KÖLN – International vergleichende Umfrage zeigt starke Diskrepanz zwischen Erfahrungen und deren Bewertung.
Weltweit gibt es kein Industrieland, in dem das Gesundheitswesen nicht seit Jahren immer wieder reformiert wird. Doch möglicherweise gehen Patientinnen und Patienten in anderen Nationen entspannter mit den anhaltenden Diskussionen und ständigen Änderungen um als deutsche. Diese Schlussfolgerung legt eine vergleichende internationale Umfrage nahe, die vom Commonwealth Fund, einer privaten Stiftung aus den USA, koordiniert wurde: Zwar sind die Erfahrungen der deutschen Patientinnen und Patienten meist nicht schlecht, im internationalen Vergleich fällt das Urteil hierzulande dennoch negativer aus. Den deutschen Teil der Umfrage hat das Institut für Qualität und Wirtschaftlichkeit im Gesundheitswesen (IQWiG) betreut.
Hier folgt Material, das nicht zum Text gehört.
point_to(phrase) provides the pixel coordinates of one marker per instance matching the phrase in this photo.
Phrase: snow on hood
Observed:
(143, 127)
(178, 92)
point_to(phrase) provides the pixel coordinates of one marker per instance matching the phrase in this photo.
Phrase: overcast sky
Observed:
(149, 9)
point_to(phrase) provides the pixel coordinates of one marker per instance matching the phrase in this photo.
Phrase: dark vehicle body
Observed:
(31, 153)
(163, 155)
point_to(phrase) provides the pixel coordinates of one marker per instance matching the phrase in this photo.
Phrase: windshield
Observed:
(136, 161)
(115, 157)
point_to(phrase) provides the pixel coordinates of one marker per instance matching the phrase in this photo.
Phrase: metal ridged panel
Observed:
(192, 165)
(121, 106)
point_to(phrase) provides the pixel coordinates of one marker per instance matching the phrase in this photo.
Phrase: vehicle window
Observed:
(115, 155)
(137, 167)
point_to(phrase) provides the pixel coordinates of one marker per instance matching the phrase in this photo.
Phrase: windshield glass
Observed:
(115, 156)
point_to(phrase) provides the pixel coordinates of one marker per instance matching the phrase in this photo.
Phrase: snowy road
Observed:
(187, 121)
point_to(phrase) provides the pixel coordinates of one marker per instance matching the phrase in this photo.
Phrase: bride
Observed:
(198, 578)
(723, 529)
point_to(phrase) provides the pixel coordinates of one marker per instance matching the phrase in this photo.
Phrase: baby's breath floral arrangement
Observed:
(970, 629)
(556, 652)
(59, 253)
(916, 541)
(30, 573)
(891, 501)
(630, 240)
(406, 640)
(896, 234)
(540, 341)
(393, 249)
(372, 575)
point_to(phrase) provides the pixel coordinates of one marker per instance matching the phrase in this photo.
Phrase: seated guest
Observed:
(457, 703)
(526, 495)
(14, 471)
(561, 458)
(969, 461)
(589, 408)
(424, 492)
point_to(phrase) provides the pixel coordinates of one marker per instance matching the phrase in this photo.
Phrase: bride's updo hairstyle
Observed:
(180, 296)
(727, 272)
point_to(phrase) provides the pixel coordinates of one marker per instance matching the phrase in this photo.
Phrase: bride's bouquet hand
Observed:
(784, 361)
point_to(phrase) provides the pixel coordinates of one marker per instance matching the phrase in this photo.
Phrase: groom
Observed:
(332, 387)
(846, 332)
An der Befragung hatten im Mai 2008 etwa 10.000 zufällig ausgewählte Patienten aus Australien, Kanada, Deutschland, Niederlande, Neuseeland, Großbritannien, Frankreich und USA teilgenommen. Befragt wurden Erwachsene, die über sich selbst angaben, einen schlechten Gesundheitszustand zu haben, an einer chronischen Erkrankung oder Behinderung zu leiden und/oder in den letzten zwei Jahren stationär behandelt oder operiert worden zu sein. Es ging also um Patienten, die besonders engen Kontakt zur Ärzten und Kliniken hatten.
Hälfte der deutschen Befragten sieht grundlegenden Reformbedarf
"Insgesamt zeigt die Befragung, dass Patienten zwar generell gute Erfahrungen machen, sie berichten aber auch in allen Ländern über Dinge, die nicht optimal laufen", sagt Peter Sawicki, Leiter des IQWiG: "Dazu gehören zum Beispiel Probleme der Koordination zwischen Facharzt und Hausarzt und zwischen Krankenhaus und Hausarzt."
Trotz durchaus ähnlicher Erfahrungen fiel die Zufriedenheit mit dem eigenen Gesundheitswesen international stark unterschiedlich aus. 53 % der Befragten in Deutschland fanden die Qualität der Versorgung "gut", die Note "ausgezeichnet" oder "sehr gut" vergaben hier aber nur 34 %. In anderen Ländern wie zum Beispiel England, Kanada und Australien lag dieser Anteil der sehr zufriedenen Befragten fast doppelt so hoch.
Auch wenn sich 87 % der deutschen Befragten zumindest "gut" behandelt fühlten, hielten dennoch 50 % grundlegende Änderungen am Gesundheitssystem für notwendig, weitere 25 % eine komplette Reformierung. Nur in den USA war dieser Anteil größer. Diese Diskrepanz, dass die große Mehrheit der Deutschen sich gut bis sehr gut behandelt fühlt, aber dennoch erheblichen Reformbedarf sieht, wurde auch in einer früheren Umfrage aus dem Jahr 2005 schon beobachtet.
"Unsere Daten sprechen nicht dafür, dass die Behandlungsergebnisse in Deutschland tatsächlich schlechter sind als in den anderen Ländern", sagt Sawicki. Möglich sei, dass Patienten in Deutschland schlicht höhere Erwartungen hätten als Patienten in den anderen Ländern. "Vielleicht trägt aber auch die Art und Weise, wie wir in Deutschland öffentlich über unser Gesundheitswesen diskutieren zur Unzufriedenheit bei", sagt Sawicki: "Solche Umfragen können deshalb helfen, die Qualität des deutschen Gesundheitssystems objektiver in einem internationalen Vergleich zu sehen. Die subjektive Zufriedenheit scheint ja ein Resultat aus Erwartung und Realität zu sein."